The cash markets (Sensex and Nifty) registered a decline of 2.2 per cent and 1.1 per cent respectively during the week. The weakness in the market has been partly due to pressure from the sliding rupee.
Apart from this, the cash markets are also feeling a little jittery on account of the expected performance of some key sectors such as automobiles. Over the week, the August maturities on the Sensex and the Nifty lost around 1.4 per cent and 1.5 per cent respectively.
The National Stock Exchange has announced that it has waived transaction fees for all trades in the futures markets till December 31, 2000. This may help in improving interest in the Nifty contracts since the no-arbitrage range after accounting for transaction costs is likely to be narrower.
Trading statistics: Trading statistics for the week indicates that activity in the market was subdued as compared to some of the previous weeks. Overall, volumes in the market have fallen on a week-on-week basis. Total volumes in the Sensex contracts for the week stood at 1,071 contracts as against 2,185 contracts the week before.
The fall in volumes can be attributed to the lack of interest in the long-term maturities where volumes have shrunk. The near term, August maturity contract continued to show active trading interest with around 1,022 contracts traded on the Sensex and 756 contracts on the Nifty.
Nifty August: Trading interest in the Nifty August maturity continued to be on the higher end. The contracts were trading close to their fair value. The implied cost of carry based on Friday's close works out to around 10 per cent. The low spread between the risk free rate and the implied cost of carry implied that there is very little scope for arbitrage. Volatility over the week reduced drastically from 2.4 per cent to around 0.5 per cent. Investors can avoid taking fresh positions at current valuations.
Nifty September/October: Activity in the September and October maturities have been on the lower end. Volumes during the week dropped to around 72 contracts (both inclusive) as compared to 442 contracts traded last week.
Investors seem to be wary of taking exposures given that the maturities are a long way off. The implied cost of carry on the September contract works out to around 16 per cent. Though the valuation is at a significant spread over the risk free rate, post-transaction costs, institutional investors may have a small window of opportunity. Investors with a penchant for risk can consider a short position in the contract at present levels. Activity in the October contracts was virtually absent. Given the lack of liquidity, the contract can be avoided for the time being.

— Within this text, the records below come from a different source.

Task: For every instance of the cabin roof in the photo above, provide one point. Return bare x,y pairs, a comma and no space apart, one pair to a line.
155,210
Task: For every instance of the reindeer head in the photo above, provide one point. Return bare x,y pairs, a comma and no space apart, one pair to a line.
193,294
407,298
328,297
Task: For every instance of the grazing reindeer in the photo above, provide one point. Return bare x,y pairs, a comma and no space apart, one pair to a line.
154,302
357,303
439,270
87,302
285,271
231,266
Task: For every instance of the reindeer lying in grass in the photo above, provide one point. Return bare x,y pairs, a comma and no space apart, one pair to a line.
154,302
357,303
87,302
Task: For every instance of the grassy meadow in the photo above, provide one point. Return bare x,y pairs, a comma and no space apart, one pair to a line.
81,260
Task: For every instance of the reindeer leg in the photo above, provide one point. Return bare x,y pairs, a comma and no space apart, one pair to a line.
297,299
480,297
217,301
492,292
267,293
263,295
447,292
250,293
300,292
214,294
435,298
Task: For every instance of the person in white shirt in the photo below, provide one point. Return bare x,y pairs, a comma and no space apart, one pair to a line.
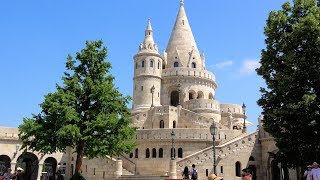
315,172
307,173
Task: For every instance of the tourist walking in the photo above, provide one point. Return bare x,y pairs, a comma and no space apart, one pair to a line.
315,172
307,173
185,173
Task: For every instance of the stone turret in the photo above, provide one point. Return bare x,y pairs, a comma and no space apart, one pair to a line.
147,74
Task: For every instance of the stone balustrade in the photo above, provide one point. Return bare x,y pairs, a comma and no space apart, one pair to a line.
180,71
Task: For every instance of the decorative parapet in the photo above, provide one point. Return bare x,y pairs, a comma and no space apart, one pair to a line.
192,72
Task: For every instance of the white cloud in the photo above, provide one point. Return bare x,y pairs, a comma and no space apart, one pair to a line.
249,66
223,64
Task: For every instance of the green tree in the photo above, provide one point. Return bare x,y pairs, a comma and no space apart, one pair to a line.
290,65
86,113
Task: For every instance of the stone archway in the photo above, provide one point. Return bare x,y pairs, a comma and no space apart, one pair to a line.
5,163
50,166
30,163
174,98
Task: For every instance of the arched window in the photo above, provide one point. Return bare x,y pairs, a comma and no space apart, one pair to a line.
180,153
154,153
160,153
251,158
173,153
193,65
137,153
238,169
147,153
161,124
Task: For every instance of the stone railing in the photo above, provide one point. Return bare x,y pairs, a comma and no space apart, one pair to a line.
222,150
196,104
188,72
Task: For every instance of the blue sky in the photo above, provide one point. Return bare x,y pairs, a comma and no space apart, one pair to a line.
36,37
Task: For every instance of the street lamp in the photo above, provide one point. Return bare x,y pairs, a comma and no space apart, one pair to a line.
172,148
152,91
244,117
214,131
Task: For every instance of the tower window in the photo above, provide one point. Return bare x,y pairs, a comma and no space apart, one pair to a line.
193,65
151,63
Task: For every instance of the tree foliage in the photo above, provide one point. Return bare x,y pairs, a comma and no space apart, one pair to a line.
290,65
86,113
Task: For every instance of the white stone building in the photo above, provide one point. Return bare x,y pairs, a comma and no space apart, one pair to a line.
173,93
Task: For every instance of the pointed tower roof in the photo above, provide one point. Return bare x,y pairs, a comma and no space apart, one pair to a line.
181,38
148,45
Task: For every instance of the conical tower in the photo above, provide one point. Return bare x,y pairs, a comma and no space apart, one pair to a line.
147,74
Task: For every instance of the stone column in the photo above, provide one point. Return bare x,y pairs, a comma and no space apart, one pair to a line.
118,171
173,169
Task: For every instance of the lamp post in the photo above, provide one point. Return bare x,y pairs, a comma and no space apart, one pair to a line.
214,131
172,148
152,91
179,90
244,118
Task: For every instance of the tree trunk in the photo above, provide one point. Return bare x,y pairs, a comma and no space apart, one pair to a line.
80,152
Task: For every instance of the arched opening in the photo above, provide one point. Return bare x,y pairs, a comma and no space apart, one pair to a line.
30,163
193,65
238,169
180,153
161,124
160,153
200,95
174,98
154,153
136,155
147,153
210,96
151,63
50,166
173,153
5,163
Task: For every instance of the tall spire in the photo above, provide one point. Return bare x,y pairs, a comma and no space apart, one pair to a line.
182,39
148,44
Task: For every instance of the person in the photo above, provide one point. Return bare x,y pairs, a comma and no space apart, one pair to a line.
194,172
19,174
246,174
214,177
7,175
315,172
185,173
59,175
307,173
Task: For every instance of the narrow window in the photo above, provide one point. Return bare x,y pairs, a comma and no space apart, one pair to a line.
193,65
180,153
151,63
238,169
154,153
160,153
147,153
137,153
161,124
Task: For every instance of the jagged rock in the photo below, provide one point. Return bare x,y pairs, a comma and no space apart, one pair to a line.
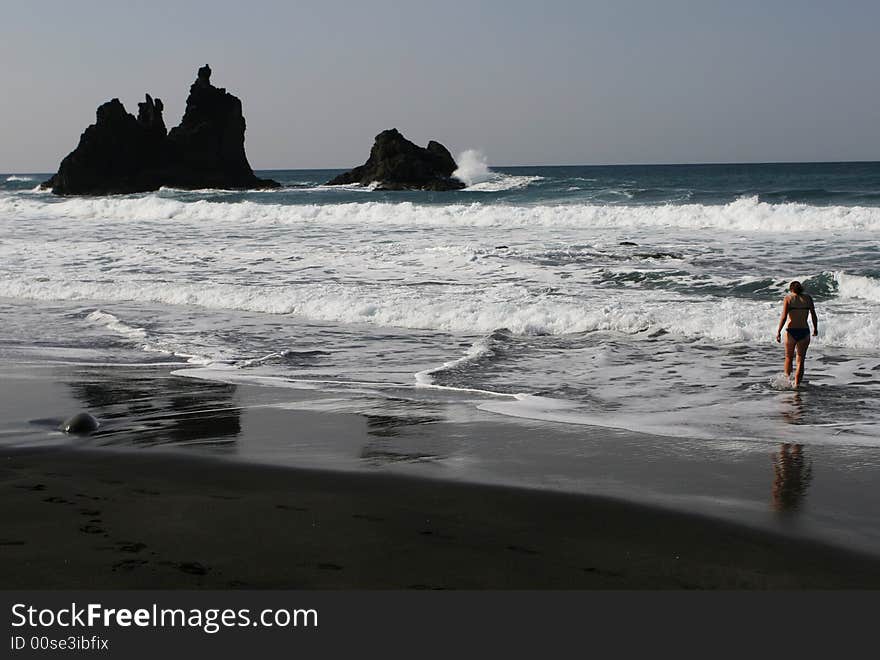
395,163
123,154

Sensex August: Trading in the Sensex August contract was more in line with the cash market. Valuations in the Sensex contract indicate an opportunity for arbitrage. The implied cost of carry based on Friday's close works out to around 13 per cent. The spread in terms of index points between the actual futures price and the cash index works out to around 40 points. Investors can consider selling the contract short at present levels.
Sensex September/October: The trends in the longer term maturities have reverted back to their past with volumes falling drastically. Total traded volumes during the week worked out to around 49 contracts (both inclusive) as compared to 905 contracts in the previous week. The cost of carry on the two-month contract works out to around 7 per cent. The October contract was not traded throughout the week. Investors need not consider taking fresh positions in both the September and October maturities.